I bought Microsoft Band 2 a few weeks back ($200). I’d looked at the Band 1 a year ago and was a bit scared off by its extreme flatness; the Band 2 has a nice arch. I jumped on it.
This post is about heart rate monitoring accuracy, but before I go on, the Band 2 is quite a remarkable bit of technology. Comfortable enough to sleep in, not too large, clasp as magnificent (if less neck-saving) as my Shimano mountain-biking clips, vibrates with incoming phone calls and texts before my phone hints at intrusion, sleep tracking is pretty cool, the app and Web interfaces are deep and interesting… in all hard to complain. I’ve read a bunch of reviews and all the reviewers, doing their jobs, did find fault. But ultimately the good vastly outweighs the shaky. (The most shaky seems to be the UV sensor, whose utility I question anyway. But I live in Denver, where one doesn’t need a UV sensor to tell one to sunscreen up between dawn and dusk.)
So, the heart rate monitor. It works quite well. But it’s not as accurate as a chest strap. I have data as well as anecdotal evidence for this.
First, the data.
I went on a run around Denver’s Stapleton neighborhood Three nights ago, more or less a 10K as my daughter kicked around at the Bladium. I wore the Band on myleft wrist, a Polar FT7 on my right (plus chest strap, obviously), and to add a bit of spice turned on GPS and Endomondo on the HTC ONE phone.
The Band has GPS and heart rate plus my weight and age (170 lbs, 47).
The Polar has just weight and heart rate.
Endomondo has just weight and GPS.
Here’s what we got.
Band (from the lovely Web interface):
There are a couple of things to note. First is that during mile 2, at a 7’32” pace, I wasn’t probably averaging 126 beats per minute. If you look at the graph you can understand why. The Band, probably a bit loose (user error, OK), went out of contact/got unreadable. I was well over 160, maybe into the 170s during much of it. During mile 3, we cut out for a good while, though the heart rate estimate of 159 for the split is probably not too far off, though elevated because I’d killed myself in mile 2 and was on the high end coming into 3. Mile 6 is also quite perplexing, as I was pretty tired, but at an 8’49” pace probably not running quite 166 bpm hot. But maybe.
The Band said my average heart rate was 156 bpm and that I burned 794 calories.
Now for Endomondo on the phone:
Endomondo, using GPS and how much meat I schlep around our fair planet as inputs, pegged my calorie count higher (908). I started Endomondo slightly later than the Band and the Polar, hence the time and distance discrepancy. How it came up with a 5:09 max pace I don’t know, because I don’t recall having fallen down the stairs, which is the only time I achieve such velocity without some sort of mechanical assistance.
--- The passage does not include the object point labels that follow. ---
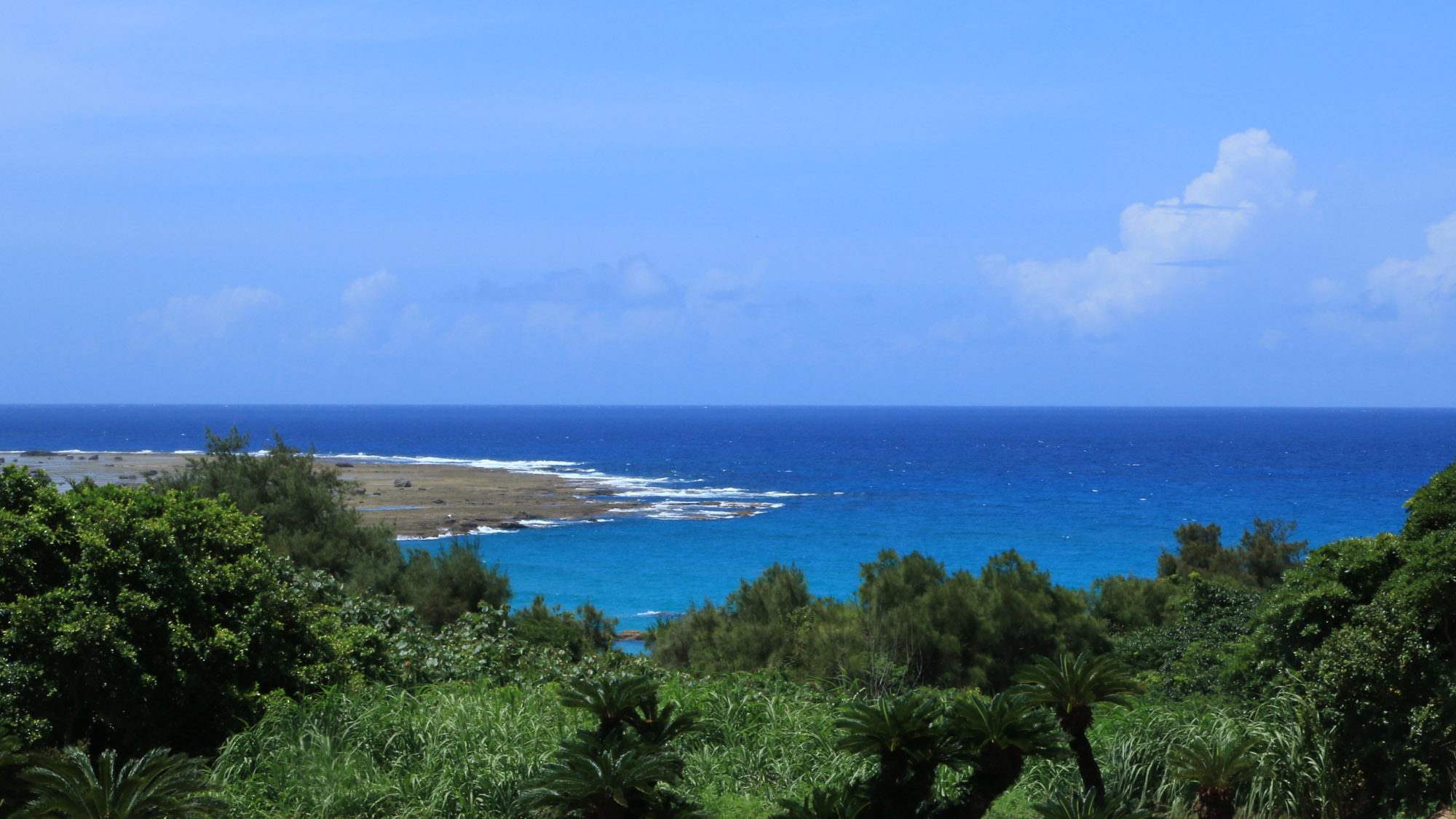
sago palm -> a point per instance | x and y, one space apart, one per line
158 784
1000 733
845 803
906 735
615 769
1218 767
604 778
1071 687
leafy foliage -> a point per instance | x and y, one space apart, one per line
132 618
1218 767
1071 687
1262 558
908 737
1366 628
1000 735
1192 653
914 624
157 784
617 769
305 515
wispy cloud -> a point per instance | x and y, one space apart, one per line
631 302
378 315
1163 244
1403 301
187 318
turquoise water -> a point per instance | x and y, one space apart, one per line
1083 491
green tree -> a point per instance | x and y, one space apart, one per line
1000 733
443 586
908 737
1262 558
158 784
1218 767
620 768
1071 687
1366 628
132 618
304 507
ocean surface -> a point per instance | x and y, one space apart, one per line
1083 491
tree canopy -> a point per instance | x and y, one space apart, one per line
132 618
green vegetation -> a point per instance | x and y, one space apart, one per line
158 784
135 620
241 609
305 515
911 624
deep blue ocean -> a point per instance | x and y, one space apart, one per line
1083 491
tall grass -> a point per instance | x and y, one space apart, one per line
1132 746
459 749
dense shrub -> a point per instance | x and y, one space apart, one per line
1366 628
912 624
306 516
1262 558
132 618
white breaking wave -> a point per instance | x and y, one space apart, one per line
668 499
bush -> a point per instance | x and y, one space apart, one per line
912 624
306 516
1365 628
135 620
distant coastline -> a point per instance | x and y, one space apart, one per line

And finally, the Polar, which knew heart rate and weight:
This post requires a lot of scrolling, for which I apologize.
The Polar and the Endomondo jibed as exactly as I’ve ever seen on the estimated calories (typically Endomondo is 5-10 percent more generous).
The Band probably underestimated the calories, largely due to losing contact with the wrist. It came in with a higher max heart rate (180 vs. 176). The average heart rate, according to the band, was 156. Pretty close, the discrepancy probably explained by the dropping out when I was running hot during mile two.
So here, the band looks pretty good, as long as one tightens it properly around one’s wrist.
But then a run today gave me pause. This was a slower-paced thing, with but one with a twist: at mile 4.6, roughly, I stopped at the westerly field-turf soccer field at the Lowry Sports Complex and did five sets of sprints (I play indoor soccer; call it training) — suicides, six yards and back, 18 yards and back, 32 yards and back. So 112 stop-start yards, times five. I didn’t wear the Polar and left my phone at home. From Microsoft Health:
The striking bit is at about mile 4.6. Here we have complete connectivity on the wrist but strange numbers. While working far harder than the entire previous four-plus miles, my heart rate supposedly dropped 50-ish beats per minute. Between sets, gasping for mile-high air, it was telling me I was at like 135 bpm. Having worn the Polar on these runs, I would guess I was in the low to mid-170s. Perhaps the Band 2 gets in a groove, or is programmed to assume that this particular heart-rate pattern was too strange to take seriously. But something was clearly going wrong.
Why do I bother sharing this? Subjecting you so much tedious scrolling? I think the Microsoft Band 2 is a really cool product, and do recommend it if you’re looking for a fitness band/almost non-Apple Watch. And the heart-rate monitor is a cool thing and works pretty well (when I’m not exercising and check out of curiosity, it’s always plausible). But there appear to be limits to how accurate this particular LED-based technology can get. The wrist is a good distance from the heart, and is especially subject to the very motions that are the point of exercise. The chest strap’s sensor, in contrast, hangs out like two inches from the myoelectric dynamo itself. With that, the Band just can’t hang.